Heapify is an operation that creates a binary heap starting from an unsorted array.

To heapify an array, it is needed to sift down each element starting from the last entry in the array to the first one.

An array with five nodes needs to be transformed into a max heap.

To heapify the array, start from the last item to the first. The last one in this array is the node with a value of 11.

Once selected, check if it has children. Being the last node, it will not have any.

Keep iterating through the array until a node with a child is encountered, which is the second node (42).

The second node (42) has two children. If one of them is greater (78) than the current node (42), swap the position by sifting down.

The value of the second node (78) and the forth node (42) have been swapped. This is a sift down.

The last node in the array with children is the root node (12). Both of the root node's children has a value greater than itself. In this case, select the child node with the larger value (78).

Sift down the position and keep sifting until the node is greater than its children. Once all the nodes have been traversed, the array is a binary heap.

The complexity to heapify an array is O(n log n) because it will traverse all the node [O(N)] and sift down each one of them [O(log n)].

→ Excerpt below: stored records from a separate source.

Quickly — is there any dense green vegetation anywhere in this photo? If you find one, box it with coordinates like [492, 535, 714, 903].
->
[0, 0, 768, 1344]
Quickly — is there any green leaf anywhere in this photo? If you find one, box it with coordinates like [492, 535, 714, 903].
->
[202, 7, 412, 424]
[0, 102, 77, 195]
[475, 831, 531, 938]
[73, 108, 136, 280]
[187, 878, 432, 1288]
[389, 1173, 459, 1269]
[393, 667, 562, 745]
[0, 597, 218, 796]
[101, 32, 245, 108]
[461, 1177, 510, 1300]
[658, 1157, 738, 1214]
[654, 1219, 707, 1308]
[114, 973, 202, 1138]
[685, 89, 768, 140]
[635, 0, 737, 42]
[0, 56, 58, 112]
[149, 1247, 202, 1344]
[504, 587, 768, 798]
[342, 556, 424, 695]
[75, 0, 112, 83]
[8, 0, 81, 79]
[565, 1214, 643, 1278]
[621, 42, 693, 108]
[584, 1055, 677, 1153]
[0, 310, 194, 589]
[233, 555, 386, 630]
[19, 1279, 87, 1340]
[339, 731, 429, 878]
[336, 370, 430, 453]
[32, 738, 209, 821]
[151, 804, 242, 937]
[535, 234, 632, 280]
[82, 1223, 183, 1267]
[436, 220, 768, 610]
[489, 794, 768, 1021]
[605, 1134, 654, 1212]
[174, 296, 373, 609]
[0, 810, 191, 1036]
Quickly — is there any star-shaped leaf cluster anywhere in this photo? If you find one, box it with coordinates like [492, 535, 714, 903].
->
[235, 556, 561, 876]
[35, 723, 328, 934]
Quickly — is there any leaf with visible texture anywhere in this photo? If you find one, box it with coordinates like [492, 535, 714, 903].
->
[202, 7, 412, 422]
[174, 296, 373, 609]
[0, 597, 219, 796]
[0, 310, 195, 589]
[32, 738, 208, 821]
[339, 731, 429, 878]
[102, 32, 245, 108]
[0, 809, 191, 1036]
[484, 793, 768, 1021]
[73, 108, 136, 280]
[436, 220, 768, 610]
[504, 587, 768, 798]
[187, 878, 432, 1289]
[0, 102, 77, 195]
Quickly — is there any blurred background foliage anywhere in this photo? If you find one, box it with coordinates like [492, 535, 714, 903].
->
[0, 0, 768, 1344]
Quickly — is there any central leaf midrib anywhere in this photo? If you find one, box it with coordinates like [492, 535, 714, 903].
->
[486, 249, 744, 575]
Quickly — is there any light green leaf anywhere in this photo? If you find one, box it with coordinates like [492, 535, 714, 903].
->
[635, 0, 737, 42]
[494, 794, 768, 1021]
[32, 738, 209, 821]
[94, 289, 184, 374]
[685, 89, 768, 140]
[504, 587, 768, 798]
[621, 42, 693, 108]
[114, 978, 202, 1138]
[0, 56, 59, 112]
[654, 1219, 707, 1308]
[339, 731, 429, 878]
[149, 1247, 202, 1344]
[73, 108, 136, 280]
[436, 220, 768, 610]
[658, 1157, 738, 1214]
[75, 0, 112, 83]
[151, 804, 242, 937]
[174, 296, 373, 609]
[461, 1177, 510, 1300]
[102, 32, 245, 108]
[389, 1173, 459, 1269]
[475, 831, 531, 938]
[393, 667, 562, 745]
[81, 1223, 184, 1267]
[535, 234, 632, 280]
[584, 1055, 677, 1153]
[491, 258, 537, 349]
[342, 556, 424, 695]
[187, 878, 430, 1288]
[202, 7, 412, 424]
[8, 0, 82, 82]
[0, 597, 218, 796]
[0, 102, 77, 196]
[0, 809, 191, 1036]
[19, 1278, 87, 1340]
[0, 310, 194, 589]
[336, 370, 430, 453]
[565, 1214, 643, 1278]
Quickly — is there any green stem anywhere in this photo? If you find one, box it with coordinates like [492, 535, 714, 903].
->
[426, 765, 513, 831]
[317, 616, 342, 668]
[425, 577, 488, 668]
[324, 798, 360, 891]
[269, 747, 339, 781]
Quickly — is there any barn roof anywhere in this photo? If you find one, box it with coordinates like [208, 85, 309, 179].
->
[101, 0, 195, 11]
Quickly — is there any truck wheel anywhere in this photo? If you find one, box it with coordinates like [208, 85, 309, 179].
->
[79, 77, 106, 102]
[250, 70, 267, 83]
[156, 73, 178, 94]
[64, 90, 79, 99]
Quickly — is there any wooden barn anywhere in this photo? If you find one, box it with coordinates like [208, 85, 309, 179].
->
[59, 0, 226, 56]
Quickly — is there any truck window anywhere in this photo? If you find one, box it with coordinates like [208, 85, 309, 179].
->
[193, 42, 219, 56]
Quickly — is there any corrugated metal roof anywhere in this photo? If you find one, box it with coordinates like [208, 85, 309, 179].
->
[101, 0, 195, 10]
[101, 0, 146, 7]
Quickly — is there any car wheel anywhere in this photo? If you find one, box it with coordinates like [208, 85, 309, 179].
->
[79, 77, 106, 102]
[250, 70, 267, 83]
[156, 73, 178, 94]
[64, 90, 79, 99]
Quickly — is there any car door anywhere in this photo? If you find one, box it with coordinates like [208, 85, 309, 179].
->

A heapify behavior implemented in Go looks like this:

```
func Heapify(items []int) *BinaryHeap {
// create the binary heap
h := &BinaryHeap{items: items}
// lock meanwhile the operation is ongoing
h.mu.Lock()
defer h.mu.Unlock()
// sift down all the times starting from the last one
for idx := len(items) - 1; idx >= 0; idx-- {
h.siftDown(idx)
}
return h
}
func (h *BinaryHeap) siftDown(idx int) {
for {
// get the right and left index from the current one
switch rIdx, lIdx := h.right(idx), h.left(idx); {
// in case the right node doesn't exist in the tree
case rIdx >= len(h.items):
// if the left node exists and is greater than the current node swap it
if lIdx < len(h.items) && h.items[lIdx] > h.items[idx] {
h.items[idx], h.items[lIdx] = h.items[lIdx], h.items[idx]
}
// stop because the current node has smaller children
return
// in case the left node doesn't exist in the tree
case lIdx >= len(h.items):
// if the right node exists and is greater than the current node swap it
if rIdx < len(h.items) && h.items[rIdx] > h.items[idx] {
h.items[idx], h.items[rIdx] = h.items[rIdx], h.items[idx]
}
// stop because the current node has smaller children
return
// in case the current node is greater than both left and right nodes
// stop because the binary heap is sorted
case h.items[idx] > h.items[rIdx] && h.items[idx] > h.items[lIdx]:
return
// in case the left is greater than the right one
case h.items[rIdx] < h.items[lIdx]:
// swap the left with the current node
// update the index to the left index and continue sorting
h.items[idx], h.items[lIdx] = h.items[lIdx], h.items[idx]
idx = lIdx
// in case the right if greater than the left one
case h.items[rIdx] >= h.items[lIdx]:
// swap the right with the current node
// update the index to the right index and continue sorting
h.items[idx], h.items[rIdx] = h.items[rIdx], h.items[idx]
idx = rIdx
// in case none matched stop
default:
return
}
}
}
func (h *BinaryHeap) left(i int) int {
return i*2 + 1
}
func (h *BinaryHeap) right(i int) int {
return i*2 + 2
}
```

## A min heap implementation

To implement a min heap instead of a max heap,
simply change the node value comparison
from `<`

to `>`

and vice-versa in the *siftUp* and *siftDown* methods.

# Conclusion

The binary heap is a really powerful data structure.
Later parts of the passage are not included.